Craft and Environment

Projects

Theorizing Global Craft

Across all of my work, I place an emphasis on two major themes: craft and global process. I understand craft as a theoretical model, a methodological disposition, and a subject of study all at once. The coming together of human skill, embodied practices, and materials produce the world around us and our ways of knowing about it. I have written and presented on craft in its traditional sense, ethnography as craft, and craft as a global process entangled in production, consumption, and waste. I focus on telling stories about craft through craft through my ethnographic work and close work with material collections.

Finding the Singing Spruce

Through original ethnographic research conducted in the mountain forest communities of Central Appalachia and Carpathian Romania, I have explored the meaning of making musical instruments, global circulations of craft materials, and the importance of environment to craft.
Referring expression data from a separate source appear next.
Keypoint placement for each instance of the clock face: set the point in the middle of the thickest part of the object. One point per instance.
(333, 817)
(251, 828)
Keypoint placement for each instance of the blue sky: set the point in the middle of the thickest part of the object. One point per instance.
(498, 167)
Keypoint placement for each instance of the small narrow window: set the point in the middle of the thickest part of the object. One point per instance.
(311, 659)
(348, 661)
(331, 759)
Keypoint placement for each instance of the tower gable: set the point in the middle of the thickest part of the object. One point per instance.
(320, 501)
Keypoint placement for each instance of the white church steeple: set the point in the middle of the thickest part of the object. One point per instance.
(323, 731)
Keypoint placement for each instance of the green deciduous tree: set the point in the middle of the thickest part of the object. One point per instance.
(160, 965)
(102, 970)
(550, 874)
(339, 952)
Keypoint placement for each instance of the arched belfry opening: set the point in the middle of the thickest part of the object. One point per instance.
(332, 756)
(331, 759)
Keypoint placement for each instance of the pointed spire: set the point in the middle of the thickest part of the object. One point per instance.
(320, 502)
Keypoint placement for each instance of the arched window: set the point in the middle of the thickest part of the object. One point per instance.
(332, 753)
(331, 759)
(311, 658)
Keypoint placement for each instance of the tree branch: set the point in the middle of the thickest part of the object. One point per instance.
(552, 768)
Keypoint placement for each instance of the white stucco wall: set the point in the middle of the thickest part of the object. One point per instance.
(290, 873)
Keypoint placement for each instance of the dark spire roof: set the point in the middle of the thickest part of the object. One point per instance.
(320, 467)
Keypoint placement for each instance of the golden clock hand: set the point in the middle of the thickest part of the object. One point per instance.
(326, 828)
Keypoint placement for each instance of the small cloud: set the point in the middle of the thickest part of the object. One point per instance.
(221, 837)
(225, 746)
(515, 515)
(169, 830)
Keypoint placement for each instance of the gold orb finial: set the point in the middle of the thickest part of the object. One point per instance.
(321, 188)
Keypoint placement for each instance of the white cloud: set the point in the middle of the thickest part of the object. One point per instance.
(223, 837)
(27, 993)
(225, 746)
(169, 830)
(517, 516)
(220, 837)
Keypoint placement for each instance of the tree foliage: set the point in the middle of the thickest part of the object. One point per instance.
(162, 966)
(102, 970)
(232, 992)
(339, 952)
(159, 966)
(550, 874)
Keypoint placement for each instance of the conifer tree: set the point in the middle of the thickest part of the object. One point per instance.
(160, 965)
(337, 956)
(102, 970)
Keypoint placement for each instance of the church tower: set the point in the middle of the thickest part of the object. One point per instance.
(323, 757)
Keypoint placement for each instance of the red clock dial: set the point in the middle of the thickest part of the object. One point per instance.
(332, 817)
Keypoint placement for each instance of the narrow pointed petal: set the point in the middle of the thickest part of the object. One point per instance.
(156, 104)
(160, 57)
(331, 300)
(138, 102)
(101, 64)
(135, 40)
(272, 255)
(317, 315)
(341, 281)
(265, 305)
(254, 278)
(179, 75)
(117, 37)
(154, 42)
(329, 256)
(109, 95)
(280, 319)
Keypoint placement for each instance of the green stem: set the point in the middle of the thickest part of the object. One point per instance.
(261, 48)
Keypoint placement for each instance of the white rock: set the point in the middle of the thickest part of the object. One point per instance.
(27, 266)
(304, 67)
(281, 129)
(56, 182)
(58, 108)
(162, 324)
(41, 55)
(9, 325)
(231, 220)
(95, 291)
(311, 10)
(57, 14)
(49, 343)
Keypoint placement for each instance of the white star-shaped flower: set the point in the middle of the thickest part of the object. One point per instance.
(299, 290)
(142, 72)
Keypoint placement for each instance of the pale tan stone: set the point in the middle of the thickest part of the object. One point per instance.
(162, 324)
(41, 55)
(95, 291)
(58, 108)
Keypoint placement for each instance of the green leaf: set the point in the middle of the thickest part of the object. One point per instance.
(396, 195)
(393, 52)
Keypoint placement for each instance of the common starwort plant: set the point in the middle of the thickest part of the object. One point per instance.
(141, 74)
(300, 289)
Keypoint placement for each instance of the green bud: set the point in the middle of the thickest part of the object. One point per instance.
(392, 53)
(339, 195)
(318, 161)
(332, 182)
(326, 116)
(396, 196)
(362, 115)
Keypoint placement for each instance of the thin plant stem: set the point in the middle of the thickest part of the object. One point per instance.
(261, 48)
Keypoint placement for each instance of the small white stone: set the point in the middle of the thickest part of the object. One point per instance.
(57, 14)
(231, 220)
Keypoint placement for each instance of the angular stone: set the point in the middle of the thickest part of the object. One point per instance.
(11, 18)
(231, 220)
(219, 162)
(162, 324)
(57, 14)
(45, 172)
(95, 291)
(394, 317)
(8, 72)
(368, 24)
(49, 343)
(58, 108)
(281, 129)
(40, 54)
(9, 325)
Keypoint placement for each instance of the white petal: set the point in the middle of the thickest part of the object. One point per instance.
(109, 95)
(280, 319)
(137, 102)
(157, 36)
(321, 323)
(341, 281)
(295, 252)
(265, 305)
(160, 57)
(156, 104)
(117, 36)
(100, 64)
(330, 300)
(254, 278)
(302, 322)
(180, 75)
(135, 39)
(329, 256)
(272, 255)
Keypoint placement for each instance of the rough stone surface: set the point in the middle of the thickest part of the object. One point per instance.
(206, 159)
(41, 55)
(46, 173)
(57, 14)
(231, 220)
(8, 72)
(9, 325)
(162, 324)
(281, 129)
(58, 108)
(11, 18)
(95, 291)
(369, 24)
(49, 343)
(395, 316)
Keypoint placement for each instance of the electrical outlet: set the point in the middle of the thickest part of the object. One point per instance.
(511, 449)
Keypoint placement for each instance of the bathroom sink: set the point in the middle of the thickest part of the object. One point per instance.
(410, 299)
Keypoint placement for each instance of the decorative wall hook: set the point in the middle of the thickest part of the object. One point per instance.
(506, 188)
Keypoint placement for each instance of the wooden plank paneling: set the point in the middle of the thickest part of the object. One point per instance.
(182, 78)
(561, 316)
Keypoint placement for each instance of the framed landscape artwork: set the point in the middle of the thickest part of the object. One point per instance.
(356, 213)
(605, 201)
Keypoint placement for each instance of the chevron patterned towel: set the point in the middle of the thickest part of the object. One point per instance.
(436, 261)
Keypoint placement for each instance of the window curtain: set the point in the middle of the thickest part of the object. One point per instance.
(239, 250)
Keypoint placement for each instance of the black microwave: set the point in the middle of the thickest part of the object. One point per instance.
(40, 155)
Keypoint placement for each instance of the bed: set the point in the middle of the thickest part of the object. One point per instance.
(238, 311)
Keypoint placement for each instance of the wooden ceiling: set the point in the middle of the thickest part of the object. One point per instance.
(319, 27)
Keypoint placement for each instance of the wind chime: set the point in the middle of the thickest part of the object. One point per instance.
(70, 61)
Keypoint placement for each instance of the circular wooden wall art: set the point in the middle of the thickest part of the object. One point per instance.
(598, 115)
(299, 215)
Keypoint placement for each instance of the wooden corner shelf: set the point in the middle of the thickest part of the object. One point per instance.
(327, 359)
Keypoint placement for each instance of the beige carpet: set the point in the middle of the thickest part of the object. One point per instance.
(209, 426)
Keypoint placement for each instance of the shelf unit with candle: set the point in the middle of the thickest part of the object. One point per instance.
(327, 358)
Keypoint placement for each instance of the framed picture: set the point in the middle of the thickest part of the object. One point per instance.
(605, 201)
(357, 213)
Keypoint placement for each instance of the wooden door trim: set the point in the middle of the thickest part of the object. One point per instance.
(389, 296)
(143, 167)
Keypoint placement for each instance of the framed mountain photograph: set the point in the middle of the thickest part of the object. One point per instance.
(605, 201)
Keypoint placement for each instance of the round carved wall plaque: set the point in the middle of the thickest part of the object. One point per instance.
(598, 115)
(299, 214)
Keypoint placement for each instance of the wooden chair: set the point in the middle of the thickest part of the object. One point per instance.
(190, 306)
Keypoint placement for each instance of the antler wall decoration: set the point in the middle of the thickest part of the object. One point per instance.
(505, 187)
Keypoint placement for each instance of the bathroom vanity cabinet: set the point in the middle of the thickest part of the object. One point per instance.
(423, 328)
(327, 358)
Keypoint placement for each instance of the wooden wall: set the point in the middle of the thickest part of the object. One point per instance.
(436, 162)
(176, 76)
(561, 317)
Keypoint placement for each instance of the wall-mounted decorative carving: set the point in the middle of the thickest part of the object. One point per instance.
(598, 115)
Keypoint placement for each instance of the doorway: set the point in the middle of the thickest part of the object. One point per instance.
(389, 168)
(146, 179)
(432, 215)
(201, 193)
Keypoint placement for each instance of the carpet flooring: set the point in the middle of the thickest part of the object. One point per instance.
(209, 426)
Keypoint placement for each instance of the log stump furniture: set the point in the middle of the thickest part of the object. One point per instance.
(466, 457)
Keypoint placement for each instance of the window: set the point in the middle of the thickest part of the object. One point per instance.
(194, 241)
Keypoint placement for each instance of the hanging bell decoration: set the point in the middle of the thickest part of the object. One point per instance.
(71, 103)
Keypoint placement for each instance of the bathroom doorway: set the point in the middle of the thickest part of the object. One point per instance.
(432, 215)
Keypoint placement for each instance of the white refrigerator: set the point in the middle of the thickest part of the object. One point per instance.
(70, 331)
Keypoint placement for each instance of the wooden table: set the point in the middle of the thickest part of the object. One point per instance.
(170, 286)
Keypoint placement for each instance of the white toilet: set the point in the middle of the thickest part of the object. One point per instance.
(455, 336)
In ongoing research started in 2013, I have worked as an apprentice instrument makers, written articles and a monograph, and produced an exhibition in collaboration with musical instrument markers. Emphasizing the connection between craft economies, forest ecologies, and collaborative work among human and non-human actors, this project brings together music, folklore, anthropology, forestry, and Appalachian Studies into a productive conversation. Read a story map about this research here.

Art from the Korean War

With fellow researchers from the Asian Cultural History Program (Smithsonian Institution), I worked with Korean art collector, Dr. Chester Chang, to document his collection and tell the story of Korean artists and craft practitioners of the Korean War Era. Highlighting the stories of Lee Jung-Seop (1916-1956), Kim Kwan Ho (1890-1959), Park Sookeun (1914-1965), and Byeon Kwan-sik (1899-1976), our research delved into their lives as artists, their survival working at a kiln in Busan during the war, and their impact on the creation of markets for Korean art in the post-war era. Research with this collection showed the critical connections between Korean traditional and modern practices, craft economies, and globalization.